The Business Model That Came Before the Brand
Long before modern finance wrapped itself in neutral language and abstract numbers, American capitalism learned how to manage risk through slavery. Early insurance firms did not invent this logic; they perfected it. Human beings were reduced to assets, valued, insured, and written into balance sheets alongside ships and cargo. If an enslaved worker died, the owner was compensated, not the family, not the community, not the person whose life was lost. This was not a side business; it was foundational. The predecessor institutions to American International Group helped insure slave ships and plantation labor. They also underwrote the financial instruments that made the system of slavery stable and profitable. By placing a monetary value on enslaved lives, they reduced human suffering to balance sheets and protected the wealth of those who trafficked in people. Risk was removed from the trafficker and transferred to the insurer. Once that model proved successful, it never went away. It only changed names, products, and the people it harmed.
How Cotton Built Global Finance
To understand the 2008 collapse, you have to understand cotton. American cotton was the oil of the nineteenth century, and it dominated global markets not because enslaved people were unpaid, but because financial institutions made the system liquid and protected. Lehman Brothers began not as abstract bankers but as cotton brokers.
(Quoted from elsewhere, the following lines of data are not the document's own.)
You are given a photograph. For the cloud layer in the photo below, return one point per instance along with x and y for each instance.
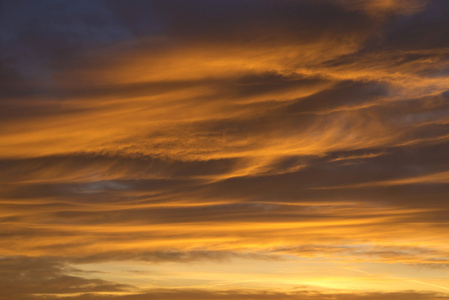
(224, 149)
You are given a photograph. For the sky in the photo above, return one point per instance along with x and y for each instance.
(224, 149)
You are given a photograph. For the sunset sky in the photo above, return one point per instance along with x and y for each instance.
(224, 149)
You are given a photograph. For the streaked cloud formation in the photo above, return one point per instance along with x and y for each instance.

Their early business was straightforward. They bought cotton from plantations, financed the owners, traded futures, and managed risk across the supply chain. From field to warehouse to global market, every step was insulated from loss. Slavery stayed profitable because banks ensured it stayed solvent. The wealth generated from this system flowed directly into the foundations of American finance. This is not metaphor; it is lineage.
Insurance as Moral Disappearance
Insurance allowed brutality to become invisible. Once risk was priced and transferred, conscience no longer entered the calculation. AIG’s predecessor firms perfected this logic by putting a dollar value on Black life and calling it prudence. That same mindset survives whenever human harm is abstracted into contracts. Fast forward a century and a half and the product changes, but the reasoning does not. Instead of insuring enslaved labor, AIG insured complex financial instruments. Instead of plantations, the underlying asset was housing. The people harmed were no longer enslaved, but they were still disposable in the system. Predatory lending replaced forced labor, and risk was once again pushed outward and downward.
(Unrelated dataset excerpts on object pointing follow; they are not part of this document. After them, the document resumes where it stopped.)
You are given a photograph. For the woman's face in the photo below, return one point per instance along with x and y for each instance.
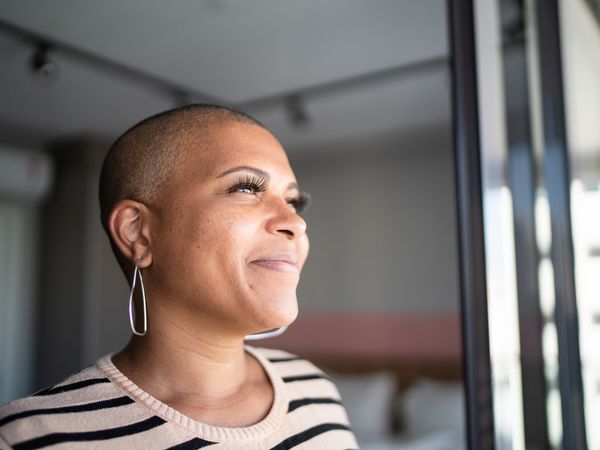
(226, 239)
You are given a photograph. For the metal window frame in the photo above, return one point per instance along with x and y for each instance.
(474, 311)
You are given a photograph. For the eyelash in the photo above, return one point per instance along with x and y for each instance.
(258, 184)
The Same Logic, New Victims
In the early 2000s, Lehman Brothers helped inflate a housing bubble built on subprime mortgages, many of them targeted at Black and brown communities. These loans were designed to fail. AIG then wrote insurance in the form of credit default swaps, guaranteeing profits while pretending the risk was contained. The confidence was familiar. It was the same certainty insurers once had when backing plantations. When the system collapsed, the results followed the old pattern. Global Financial Crisis wiped out wealth, homes, and futures. Lehman Brothers vanished into history. AIG, deemed too interconnected to fail, received a taxpayer bailout larger than the national budgets of some countries.
Why One Fell and the Other Was Saved
Lehman was allowed to collapse because it could be sacrificed. AIG was preserved because it sat at the center of global risk transfer. The irony is sharp. Two institutions whose ancestors helped shield slavery from financial loss nearly destroyed the global economy using the same principle. Insulate profit. Socialize risk. Privatize gain. When things go wrong, erase the institution or rescue it, but never fully confront the human cost. The system did not malfunction in 2008; it performed exactly as designed. It protected the architecture of finance, not the people caught beneath it.
The 150-Year Arc
The collapse of Lehman Brothers did not begin with bad mortgages. It completed a long historical arc that started on slave docks in the American South. The same financial imagination that once treated human beings as insurable property later treated families as expendable variables. The language softened, the violence became indirect, but the logic remained intact. This is why the comparison matters. It is not about guilt by association. It is about continuity. When institutions never fully reckon with the moral origins of their power, they repeat the structure even as the surface changes.
Summary
American finance did not separate itself from slavery; it was built alongside it. Early insurers priced Black life as risk, and banks like Lehman ensured slavery stayed globally profitable. That logic survived into modern finance through predatory lending and complex insurance products. In 2008, the same risk-shifting model collapsed the global economy. Lehman disappeared, while AIG was rescued by taxpayers. The pattern revealed who and what the system was designed to protect.
Conclusion
AIG was “too big to fail” long before the phrase existed, because the logic behind it had always been protected. The tools that once stabilized slavery later destabilized the world. Until financial systems confront their historical foundations, they will continue to reproduce harm under new names. The story of 2008 is not just about mortgages and markets. It is about a financial culture that learned early how to profit from human vulnerability and never truly unlearned it.